ROME (Reuters) - When Giuseppe Conte was named prime minister in June, very few Italians had ever heard of him, yet his approval ratings have climbed steadily and he is now the country’s most popular active politician, opinion polls show.
An Ipsos poll published on Saturday gave Conte an approval index of 67, above those of any of his recent predecessors as premier, and also above his more high-profile deputy prime ministers, Matteo Salvini and Luigi Di Maio.
Salvini, who leads the right-wing Northern League, got a rating of 57, while Di Maio, head of the anti-establishment 5-Star Movement, was on 52. Their government meanwhile was also riding high in the ratings.
Other recent surveys by pollsters Demos&Pi and GPF have shown similar results, suggesting Italians appreciate the more measured tones of the 54-year-old lawyer who is close to 5-Star but is not a member of either party.
Conte got off to a difficult start, with accusations he had inflated his academic credentials and a faltering maiden speech in parliament blighting his first weeks in office. He said he had made no false claims and the furore was soon forgotten.
He has since grown into the job and seems increasingly comfortable and sure-footed with the media, always formally dressed in suit and tie and speaking in clipped, nasal tones.
“Conte was a Mr Nobody when he arrived but he has carved out a fundamental role as a political bridge-builder,” said Francesco Galietti, head of the Rome-based political risk consultancy Policy Sonar.

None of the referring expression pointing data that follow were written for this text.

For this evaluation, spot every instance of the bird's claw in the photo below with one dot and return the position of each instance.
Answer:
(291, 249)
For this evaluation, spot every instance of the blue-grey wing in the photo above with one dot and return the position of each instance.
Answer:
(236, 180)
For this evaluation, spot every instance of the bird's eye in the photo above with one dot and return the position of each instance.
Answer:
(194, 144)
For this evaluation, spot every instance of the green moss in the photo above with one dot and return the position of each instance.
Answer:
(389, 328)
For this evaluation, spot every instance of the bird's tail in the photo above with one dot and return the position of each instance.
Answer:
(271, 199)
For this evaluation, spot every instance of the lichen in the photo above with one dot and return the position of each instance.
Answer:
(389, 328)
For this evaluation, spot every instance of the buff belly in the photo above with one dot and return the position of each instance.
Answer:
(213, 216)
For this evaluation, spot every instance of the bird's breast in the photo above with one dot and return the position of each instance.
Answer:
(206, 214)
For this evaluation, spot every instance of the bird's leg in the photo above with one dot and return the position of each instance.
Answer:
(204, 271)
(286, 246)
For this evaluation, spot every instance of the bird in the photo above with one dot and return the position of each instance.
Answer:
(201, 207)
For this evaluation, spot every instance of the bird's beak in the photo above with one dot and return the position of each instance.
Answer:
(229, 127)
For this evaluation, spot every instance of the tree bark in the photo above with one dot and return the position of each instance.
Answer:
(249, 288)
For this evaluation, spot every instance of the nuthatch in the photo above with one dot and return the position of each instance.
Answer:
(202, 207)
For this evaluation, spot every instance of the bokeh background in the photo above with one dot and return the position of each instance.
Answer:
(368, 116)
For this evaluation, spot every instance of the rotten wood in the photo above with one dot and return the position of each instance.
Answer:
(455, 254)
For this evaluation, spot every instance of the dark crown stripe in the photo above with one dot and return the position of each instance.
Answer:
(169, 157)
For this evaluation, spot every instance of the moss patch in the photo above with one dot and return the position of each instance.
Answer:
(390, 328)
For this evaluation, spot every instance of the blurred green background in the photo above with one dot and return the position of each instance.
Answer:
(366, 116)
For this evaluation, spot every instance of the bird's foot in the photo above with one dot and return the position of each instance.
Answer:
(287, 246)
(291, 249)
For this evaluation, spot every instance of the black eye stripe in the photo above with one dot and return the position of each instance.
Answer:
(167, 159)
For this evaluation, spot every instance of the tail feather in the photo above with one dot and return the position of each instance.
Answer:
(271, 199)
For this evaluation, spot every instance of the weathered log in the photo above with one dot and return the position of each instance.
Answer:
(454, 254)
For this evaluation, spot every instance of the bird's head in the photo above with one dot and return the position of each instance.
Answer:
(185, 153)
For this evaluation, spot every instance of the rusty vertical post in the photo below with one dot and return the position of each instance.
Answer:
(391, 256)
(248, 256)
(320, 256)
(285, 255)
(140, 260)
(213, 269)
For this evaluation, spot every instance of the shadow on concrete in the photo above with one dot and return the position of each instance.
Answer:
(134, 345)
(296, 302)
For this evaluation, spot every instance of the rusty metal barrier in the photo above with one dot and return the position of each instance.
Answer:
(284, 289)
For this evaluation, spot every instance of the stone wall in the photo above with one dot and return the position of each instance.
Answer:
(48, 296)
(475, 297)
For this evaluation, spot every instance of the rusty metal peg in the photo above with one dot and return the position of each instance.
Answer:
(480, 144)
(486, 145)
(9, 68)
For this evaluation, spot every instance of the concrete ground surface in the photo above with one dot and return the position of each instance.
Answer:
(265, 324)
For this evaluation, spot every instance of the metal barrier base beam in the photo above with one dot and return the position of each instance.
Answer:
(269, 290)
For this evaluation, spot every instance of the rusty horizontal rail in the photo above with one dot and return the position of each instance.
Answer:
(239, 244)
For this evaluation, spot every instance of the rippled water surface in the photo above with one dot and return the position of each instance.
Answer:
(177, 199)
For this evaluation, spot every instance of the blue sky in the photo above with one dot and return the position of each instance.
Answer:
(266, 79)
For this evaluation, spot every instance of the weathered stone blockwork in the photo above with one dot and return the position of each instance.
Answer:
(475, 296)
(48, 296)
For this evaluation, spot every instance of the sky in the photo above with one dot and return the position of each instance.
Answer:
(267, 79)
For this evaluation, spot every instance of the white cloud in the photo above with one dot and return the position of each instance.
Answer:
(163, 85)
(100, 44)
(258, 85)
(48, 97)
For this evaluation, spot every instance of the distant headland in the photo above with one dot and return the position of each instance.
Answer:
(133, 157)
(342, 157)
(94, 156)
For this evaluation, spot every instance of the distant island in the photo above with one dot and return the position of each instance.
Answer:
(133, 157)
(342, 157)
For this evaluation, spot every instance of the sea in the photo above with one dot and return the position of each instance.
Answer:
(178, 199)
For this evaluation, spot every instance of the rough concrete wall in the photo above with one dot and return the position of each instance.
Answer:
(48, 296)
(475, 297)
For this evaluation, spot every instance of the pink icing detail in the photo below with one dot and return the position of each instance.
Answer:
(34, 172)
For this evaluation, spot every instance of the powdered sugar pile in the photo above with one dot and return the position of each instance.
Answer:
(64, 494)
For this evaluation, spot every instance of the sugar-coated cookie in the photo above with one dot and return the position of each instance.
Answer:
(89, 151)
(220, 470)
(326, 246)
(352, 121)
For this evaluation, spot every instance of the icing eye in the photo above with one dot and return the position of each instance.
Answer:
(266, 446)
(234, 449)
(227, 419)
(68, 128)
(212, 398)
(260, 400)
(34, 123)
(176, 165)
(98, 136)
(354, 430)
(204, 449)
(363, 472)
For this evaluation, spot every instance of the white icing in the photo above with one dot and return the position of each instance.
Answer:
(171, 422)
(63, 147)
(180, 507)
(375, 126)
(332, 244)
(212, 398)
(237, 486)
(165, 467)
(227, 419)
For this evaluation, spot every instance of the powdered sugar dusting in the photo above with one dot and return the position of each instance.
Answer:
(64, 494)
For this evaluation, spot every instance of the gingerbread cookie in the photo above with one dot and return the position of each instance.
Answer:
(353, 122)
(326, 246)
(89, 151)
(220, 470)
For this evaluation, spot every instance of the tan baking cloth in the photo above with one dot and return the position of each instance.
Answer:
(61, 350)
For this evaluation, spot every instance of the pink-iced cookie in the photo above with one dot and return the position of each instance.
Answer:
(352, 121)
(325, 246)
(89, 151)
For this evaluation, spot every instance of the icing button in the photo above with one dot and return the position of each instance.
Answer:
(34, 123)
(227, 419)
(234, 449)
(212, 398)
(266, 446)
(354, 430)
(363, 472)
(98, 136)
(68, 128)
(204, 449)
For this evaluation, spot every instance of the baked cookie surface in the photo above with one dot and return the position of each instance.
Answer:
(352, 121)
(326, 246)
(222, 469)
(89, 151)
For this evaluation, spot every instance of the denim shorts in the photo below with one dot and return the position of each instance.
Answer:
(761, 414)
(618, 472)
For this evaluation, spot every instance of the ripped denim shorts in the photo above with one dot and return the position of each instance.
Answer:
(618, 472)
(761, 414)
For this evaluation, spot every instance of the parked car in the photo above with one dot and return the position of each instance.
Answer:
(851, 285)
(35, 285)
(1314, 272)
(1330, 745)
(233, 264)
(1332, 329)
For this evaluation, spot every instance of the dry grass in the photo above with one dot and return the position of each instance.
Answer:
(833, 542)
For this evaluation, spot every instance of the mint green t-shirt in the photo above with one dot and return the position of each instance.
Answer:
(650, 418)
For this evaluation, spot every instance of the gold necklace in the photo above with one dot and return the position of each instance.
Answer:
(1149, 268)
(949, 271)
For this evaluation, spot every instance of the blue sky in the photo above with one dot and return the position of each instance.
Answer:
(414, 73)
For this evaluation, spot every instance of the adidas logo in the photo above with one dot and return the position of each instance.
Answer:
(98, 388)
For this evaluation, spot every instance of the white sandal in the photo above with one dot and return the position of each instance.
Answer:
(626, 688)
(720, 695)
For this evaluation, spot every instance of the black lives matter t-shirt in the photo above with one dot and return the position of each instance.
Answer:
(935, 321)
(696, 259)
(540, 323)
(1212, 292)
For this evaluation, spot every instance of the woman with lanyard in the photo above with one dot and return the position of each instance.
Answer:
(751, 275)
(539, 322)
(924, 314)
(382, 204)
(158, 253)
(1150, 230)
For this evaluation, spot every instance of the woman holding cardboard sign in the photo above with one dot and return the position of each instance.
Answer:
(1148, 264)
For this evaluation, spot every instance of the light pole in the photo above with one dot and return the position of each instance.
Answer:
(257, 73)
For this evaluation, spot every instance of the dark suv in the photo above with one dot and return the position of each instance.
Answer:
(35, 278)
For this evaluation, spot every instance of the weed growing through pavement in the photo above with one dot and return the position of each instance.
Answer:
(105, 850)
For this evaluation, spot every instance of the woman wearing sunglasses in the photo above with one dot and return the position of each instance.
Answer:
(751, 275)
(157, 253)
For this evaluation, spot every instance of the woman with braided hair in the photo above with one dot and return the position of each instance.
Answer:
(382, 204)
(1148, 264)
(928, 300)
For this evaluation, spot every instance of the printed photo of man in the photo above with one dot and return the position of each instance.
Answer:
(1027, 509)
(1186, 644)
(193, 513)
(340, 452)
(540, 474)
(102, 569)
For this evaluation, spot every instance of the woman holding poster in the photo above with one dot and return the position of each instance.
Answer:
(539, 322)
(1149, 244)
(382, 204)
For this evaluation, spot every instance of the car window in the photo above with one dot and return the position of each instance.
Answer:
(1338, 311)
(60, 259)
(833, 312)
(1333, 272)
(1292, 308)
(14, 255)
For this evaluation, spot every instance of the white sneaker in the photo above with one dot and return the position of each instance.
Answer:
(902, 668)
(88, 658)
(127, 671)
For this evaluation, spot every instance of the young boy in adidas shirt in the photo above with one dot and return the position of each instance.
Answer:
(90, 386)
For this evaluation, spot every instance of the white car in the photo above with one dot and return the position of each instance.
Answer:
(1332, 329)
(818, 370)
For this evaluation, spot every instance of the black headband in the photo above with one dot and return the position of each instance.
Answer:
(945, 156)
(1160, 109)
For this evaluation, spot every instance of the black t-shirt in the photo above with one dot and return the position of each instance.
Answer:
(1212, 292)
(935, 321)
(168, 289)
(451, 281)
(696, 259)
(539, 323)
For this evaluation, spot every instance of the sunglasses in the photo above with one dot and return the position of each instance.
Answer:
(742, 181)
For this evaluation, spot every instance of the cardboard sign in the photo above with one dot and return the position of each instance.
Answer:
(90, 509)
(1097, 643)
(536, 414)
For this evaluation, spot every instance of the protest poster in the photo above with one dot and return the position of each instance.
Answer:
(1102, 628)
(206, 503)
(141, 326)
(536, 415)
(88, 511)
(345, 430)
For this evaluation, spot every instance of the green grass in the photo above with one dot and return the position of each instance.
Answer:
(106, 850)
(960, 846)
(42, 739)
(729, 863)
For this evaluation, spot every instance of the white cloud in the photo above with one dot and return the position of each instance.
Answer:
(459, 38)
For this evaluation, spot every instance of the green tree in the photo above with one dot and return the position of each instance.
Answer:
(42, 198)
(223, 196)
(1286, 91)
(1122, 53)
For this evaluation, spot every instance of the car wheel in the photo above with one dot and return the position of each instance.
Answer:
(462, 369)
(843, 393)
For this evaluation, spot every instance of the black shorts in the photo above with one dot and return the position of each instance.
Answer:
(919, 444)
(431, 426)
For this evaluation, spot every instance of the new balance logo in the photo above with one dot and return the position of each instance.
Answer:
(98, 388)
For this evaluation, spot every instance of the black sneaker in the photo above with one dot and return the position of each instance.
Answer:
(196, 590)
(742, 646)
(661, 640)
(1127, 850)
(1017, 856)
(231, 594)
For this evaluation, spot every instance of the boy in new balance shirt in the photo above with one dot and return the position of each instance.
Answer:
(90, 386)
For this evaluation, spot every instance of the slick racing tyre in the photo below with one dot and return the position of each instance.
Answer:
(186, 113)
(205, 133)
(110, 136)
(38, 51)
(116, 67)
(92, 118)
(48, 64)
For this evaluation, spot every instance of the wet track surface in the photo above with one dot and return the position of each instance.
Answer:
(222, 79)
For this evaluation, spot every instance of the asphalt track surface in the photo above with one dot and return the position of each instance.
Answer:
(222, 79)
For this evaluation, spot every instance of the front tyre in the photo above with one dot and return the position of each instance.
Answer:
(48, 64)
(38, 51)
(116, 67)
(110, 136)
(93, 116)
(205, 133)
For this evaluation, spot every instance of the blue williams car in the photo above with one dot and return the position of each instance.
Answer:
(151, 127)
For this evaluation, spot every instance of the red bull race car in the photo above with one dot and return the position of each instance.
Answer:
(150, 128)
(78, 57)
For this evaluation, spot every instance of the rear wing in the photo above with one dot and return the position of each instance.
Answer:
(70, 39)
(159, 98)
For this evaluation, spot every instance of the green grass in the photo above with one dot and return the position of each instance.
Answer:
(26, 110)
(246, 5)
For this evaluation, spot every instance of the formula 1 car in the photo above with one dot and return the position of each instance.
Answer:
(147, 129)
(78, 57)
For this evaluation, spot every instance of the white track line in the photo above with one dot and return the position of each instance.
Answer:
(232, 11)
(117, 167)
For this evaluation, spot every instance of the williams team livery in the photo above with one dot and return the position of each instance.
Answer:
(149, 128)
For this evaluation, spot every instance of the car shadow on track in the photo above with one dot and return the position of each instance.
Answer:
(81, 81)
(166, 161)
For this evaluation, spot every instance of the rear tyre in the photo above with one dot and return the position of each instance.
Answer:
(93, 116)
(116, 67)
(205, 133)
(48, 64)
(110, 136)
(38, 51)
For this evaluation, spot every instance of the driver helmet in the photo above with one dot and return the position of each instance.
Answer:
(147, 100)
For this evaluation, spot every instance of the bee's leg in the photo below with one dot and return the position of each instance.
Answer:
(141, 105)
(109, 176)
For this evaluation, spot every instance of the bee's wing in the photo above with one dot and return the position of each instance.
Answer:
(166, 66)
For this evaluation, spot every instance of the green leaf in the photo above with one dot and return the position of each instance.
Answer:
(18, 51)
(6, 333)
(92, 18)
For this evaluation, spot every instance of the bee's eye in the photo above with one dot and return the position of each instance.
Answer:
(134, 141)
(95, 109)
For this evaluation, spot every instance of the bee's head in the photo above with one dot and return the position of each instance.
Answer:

“He has managed to strike a balance between institutional dos and don’ts on the one hand, and the anti-establishment ‘animal spirits’ of the ruling coalition on the other.”
The Ipsos poll showed Conte was also more popular than the government as a whole, which still enjoyed a high approval rating of 64.
The combined voter support for the ruling League and 5-Star stood at 62.3 percent, while the centre-left Democratic Party, the country’s main opposition, languished on 17.1 percent.
“More than 100 days after the government was formed, its honeymoon period is consolidating,” said Ipsos Italia chief Nando Pagnoncelli.
“That consolidation is based not only on the (government’s) measures, but on voter sentiment, on a changed mood in the country.”